On WCOSS2 and Gaea the error looks like

17: MPICH ERROR [Rank 17] [job id 135188771.0] [Mon Oct  7 17:37:30 2024] [c5n1294] - Abort(806965007) (rank 17 in comm 0): Fatal error in PMPI_Comm_split: Other MPI error, error stack:
17: PMPI_Comm_split(513)................: MPI_Comm_split(comm=0xc400314e, color=1, key=0, new_comm=0x7ffe5bbb2d74) failed
17: PMPI_Comm_split(494)................:
17: MPIR_Comm_split_impl(268)...........:
17: MPIR_Get_contextid_sparse_group(610): Too many communicators (0/2048 free on this process; ignore_id=0)
DeniseWorthen commented 1 week ago

@LarissaReames-NOAA @junwang-noaa We have a proposed fix for this issue now. I reached out to Tony Craig and he was able to reproduce the issue in standalone CICE and quickly zero'd in on the problem/solution. He was able to generate 8700 files in standalone testing. I'll make a test branch and hopefully one of us can try it out and ensure it works.
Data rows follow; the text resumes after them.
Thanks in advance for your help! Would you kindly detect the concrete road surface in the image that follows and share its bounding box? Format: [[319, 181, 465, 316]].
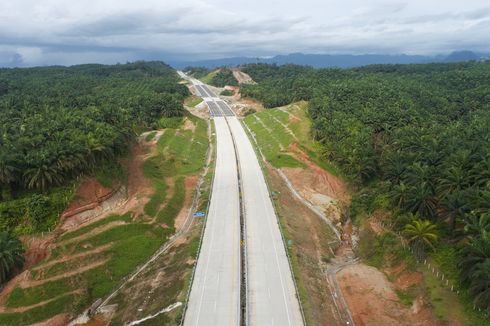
[[227, 117, 303, 326], [184, 117, 240, 326], [184, 71, 303, 326]]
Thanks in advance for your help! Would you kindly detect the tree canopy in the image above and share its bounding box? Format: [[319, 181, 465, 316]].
[[241, 62, 490, 310]]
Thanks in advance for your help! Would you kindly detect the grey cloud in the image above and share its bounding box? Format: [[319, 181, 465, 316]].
[[0, 0, 490, 65]]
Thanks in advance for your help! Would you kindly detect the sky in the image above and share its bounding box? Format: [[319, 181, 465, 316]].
[[0, 0, 490, 66]]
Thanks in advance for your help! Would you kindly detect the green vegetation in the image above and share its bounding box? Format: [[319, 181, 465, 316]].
[[403, 219, 439, 260], [184, 67, 238, 87], [0, 232, 24, 284], [241, 62, 490, 318], [0, 62, 189, 234], [207, 68, 238, 87], [219, 89, 235, 96], [182, 67, 211, 79], [244, 113, 303, 168], [184, 95, 202, 108], [0, 98, 208, 324]]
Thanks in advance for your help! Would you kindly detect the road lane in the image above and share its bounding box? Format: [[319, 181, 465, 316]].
[[184, 117, 240, 326], [227, 117, 303, 326]]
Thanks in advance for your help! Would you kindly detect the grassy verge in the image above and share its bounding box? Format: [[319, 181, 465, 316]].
[[184, 95, 202, 108], [244, 102, 339, 176], [0, 116, 208, 325], [245, 116, 336, 325]]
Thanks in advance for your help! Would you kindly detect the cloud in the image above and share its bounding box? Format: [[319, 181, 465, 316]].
[[0, 0, 490, 65]]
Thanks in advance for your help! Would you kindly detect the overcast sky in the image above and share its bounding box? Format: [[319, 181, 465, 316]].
[[0, 0, 490, 66]]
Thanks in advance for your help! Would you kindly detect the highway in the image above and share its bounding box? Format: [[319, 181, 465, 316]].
[[227, 118, 303, 326], [184, 117, 240, 326], [184, 72, 303, 326]]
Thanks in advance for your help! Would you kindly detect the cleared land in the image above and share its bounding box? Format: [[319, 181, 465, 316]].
[[0, 116, 208, 325]]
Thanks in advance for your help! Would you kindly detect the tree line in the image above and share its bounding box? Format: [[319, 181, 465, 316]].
[[184, 67, 238, 87], [0, 62, 188, 199], [241, 62, 490, 312], [0, 62, 189, 284]]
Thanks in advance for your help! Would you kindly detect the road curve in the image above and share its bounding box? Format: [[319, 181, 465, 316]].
[[227, 117, 303, 326], [180, 73, 303, 326], [184, 117, 240, 326]]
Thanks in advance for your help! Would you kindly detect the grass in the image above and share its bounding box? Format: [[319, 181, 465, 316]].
[[395, 286, 417, 307], [58, 213, 131, 241], [157, 177, 185, 229], [219, 89, 234, 96], [145, 131, 157, 141], [0, 294, 78, 325], [419, 266, 474, 325], [0, 116, 208, 325], [199, 70, 219, 84], [95, 161, 128, 188], [244, 102, 339, 176], [184, 95, 202, 108]]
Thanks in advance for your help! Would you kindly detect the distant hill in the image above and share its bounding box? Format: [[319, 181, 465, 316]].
[[446, 51, 481, 62], [169, 51, 488, 69]]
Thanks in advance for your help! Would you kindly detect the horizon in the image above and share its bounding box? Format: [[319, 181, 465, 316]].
[[0, 0, 490, 67]]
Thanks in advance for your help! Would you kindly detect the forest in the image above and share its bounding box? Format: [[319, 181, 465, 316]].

DeniseWorthen commented 1 week ago

I've tested Tony's fix (https://github.com/DeniseWorthen/CICE/tree/bugfix/manyfiles) using the C48-5deg case on Gaea. I was able to create 1906 hourly history files before hitting the wall clock time (8hours). So I think I have a fix, although the exact implementation may change a bit.